It was at this time that, after an enormous effort and support from my GP Chris Ford, my mum, my local MP, (and bailing up the prescribing doctor at a conference I attended), I managed to secure a place at London’s Maudsley hospital, where there was a doctor prescribing heroin to a small group of patients. I clearly remember my sense of complete and total desperation. I felt I could not go on any longer, that if they didn’t help me I would be – I didn’t know where I would be and that was the trouble. I felt that this was my last hope, that I’d tried everything. And I begged…. Most drug users know well the feeling of someone else, a doctor, having the power of your life in their hands, every single day. A script started or terminated making the difference between life and death, or misery and hope. Sometimes you end up having to beg…

I have now been on my heroin script for 2_ years. My health has improved substantially and my HIV doctor is delighted – as is my mum and I. My moods and energy levels have improved considerably and so has my ability to contribute to life and my community. I founded and continue to work on what has become a National drug users’ magazine called Black Poppy, and I am actively involved in drug user politics, journalism and harm reduction issues. It has been a difficult journey, but thanks to my mum, my mates and the open-mindedness of my doctor, who fully engages me in my treatment decisions and doesn’t wave punishments in my face, I have stabilized and am well, for the first time in 18years of using opiates.

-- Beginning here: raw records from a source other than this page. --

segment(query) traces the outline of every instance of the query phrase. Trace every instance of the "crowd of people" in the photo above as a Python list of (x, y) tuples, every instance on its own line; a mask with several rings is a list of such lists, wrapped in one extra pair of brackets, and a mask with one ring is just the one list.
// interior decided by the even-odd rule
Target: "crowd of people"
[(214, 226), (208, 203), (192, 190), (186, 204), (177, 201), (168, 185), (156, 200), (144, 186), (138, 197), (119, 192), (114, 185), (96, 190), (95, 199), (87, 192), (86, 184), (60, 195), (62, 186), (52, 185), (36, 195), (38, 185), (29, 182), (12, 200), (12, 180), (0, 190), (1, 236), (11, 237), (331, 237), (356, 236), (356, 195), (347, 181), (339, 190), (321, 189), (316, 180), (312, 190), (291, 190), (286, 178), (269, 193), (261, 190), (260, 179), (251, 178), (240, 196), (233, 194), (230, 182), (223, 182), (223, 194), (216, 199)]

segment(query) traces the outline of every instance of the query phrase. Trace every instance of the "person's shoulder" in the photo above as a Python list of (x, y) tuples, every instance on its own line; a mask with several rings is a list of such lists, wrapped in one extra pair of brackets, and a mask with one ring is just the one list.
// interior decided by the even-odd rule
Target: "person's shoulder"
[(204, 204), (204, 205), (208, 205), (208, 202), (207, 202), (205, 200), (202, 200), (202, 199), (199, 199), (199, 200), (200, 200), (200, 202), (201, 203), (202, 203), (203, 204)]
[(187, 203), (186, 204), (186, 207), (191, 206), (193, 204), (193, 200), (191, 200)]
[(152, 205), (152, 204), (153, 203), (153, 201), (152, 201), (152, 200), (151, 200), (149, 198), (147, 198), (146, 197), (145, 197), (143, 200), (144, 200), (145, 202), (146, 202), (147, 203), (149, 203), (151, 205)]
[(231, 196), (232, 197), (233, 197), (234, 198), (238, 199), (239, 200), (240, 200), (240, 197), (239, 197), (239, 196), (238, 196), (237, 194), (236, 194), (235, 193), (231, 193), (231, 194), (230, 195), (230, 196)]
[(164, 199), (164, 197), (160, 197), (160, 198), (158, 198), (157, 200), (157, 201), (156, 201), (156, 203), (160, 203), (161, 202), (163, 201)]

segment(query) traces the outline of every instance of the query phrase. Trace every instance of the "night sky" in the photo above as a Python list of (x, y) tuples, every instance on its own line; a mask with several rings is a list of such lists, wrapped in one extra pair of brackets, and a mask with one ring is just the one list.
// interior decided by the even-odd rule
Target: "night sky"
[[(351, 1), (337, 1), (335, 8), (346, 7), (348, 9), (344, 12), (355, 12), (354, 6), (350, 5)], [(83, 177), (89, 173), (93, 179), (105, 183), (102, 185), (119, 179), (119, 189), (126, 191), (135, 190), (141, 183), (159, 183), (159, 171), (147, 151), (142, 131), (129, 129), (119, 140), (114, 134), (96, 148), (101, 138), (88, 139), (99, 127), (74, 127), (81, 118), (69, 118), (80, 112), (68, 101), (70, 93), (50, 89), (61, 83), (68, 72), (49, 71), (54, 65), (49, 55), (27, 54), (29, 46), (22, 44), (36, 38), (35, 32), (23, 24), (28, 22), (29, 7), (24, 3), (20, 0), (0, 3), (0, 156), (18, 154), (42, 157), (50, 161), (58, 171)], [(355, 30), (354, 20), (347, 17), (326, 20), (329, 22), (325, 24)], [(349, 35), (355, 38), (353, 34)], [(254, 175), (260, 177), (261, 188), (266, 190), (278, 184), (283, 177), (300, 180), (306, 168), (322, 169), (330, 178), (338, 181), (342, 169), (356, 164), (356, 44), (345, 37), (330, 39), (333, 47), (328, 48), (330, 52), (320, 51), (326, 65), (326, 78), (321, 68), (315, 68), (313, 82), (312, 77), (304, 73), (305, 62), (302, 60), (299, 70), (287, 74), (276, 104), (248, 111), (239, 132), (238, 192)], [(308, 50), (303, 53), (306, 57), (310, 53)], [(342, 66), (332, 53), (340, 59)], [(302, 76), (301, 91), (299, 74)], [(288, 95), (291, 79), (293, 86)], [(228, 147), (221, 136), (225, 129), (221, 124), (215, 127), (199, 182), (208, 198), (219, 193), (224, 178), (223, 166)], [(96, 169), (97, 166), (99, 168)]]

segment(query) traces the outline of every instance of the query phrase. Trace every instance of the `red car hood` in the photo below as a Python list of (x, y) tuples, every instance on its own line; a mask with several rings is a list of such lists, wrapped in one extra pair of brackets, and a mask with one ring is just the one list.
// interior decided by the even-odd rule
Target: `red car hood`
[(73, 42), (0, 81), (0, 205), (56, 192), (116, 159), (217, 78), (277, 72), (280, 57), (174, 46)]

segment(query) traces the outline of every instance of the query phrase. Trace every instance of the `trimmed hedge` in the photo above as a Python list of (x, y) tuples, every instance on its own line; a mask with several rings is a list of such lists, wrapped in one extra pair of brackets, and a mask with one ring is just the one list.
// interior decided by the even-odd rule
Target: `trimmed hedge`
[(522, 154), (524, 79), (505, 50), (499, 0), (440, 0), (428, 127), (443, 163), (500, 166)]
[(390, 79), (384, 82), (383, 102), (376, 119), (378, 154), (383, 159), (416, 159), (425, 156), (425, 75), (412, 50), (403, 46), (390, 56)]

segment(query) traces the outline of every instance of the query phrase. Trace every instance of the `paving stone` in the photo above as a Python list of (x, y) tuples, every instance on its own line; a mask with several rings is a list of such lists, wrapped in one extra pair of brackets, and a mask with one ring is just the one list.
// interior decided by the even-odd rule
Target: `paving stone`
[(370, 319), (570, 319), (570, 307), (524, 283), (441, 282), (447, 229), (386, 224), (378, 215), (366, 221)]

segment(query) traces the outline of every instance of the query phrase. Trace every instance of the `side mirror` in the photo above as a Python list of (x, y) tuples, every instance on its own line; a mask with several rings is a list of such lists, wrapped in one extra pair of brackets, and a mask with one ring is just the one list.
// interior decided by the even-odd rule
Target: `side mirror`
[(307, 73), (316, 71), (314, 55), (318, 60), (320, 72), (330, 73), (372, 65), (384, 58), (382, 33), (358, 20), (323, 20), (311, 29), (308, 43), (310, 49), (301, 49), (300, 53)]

Now, I have somewhat of a vested interest in the campaign towards prescribing heroin – both here and overseas. Last year, my mum returned to Australia to live and while I would have liked to go with her, the thought of losing my heroin script after fighting so hard to get it, felt more than I could bear. I am HIV positive. There are going to be times when I will want to be near my family. Yet archaic laws in Australia forbid me from even entering the country with my prescription. How can this be legal? Anyone, on any other medication, would be permitted to continue that medication in another country but these basic human rights do not extend to drug users. The intense and totally unfounded hysteria that surrounds the prescribing of heroin to drug users sadly endures and has made the campaign to prescribe heroin in Australia a momentous task. Yet while campaigners look to the British System for guidance, it would be a mistake not to closely examine both its failings and successes. The potential for problems in importing a system that hasn’t been culturally fine tuned for the British using community are great because to get it wrong, Britain may lose the chance to ever attempt it on a large scale again. The Swiss users have to return to their heroin prescribing clinic 3 times a day to receive their heroin, watched over as they inject by a clinic nurse. Although the Swiss programme has had incredibly positive results, would English users blossom under such a severe restriction of an individual’s freedom? Or if the dosage is not allowed to be adjusted to suit each individual, as occurred before at the London clinic, what chance is there of success?

While there is undoubtedly a role for the prescribing of heroin to heroin users, it is important to remember how crucial the role of the heroin user is in the planning, implementation and evolution of a heroin programme – or any drug treatment programme for that matter. Users must be involved every step of the way and accepted, as other users of health services are, as an integral part of a treatment programmes development, with rights, responsibilities and a mutual respect for experience.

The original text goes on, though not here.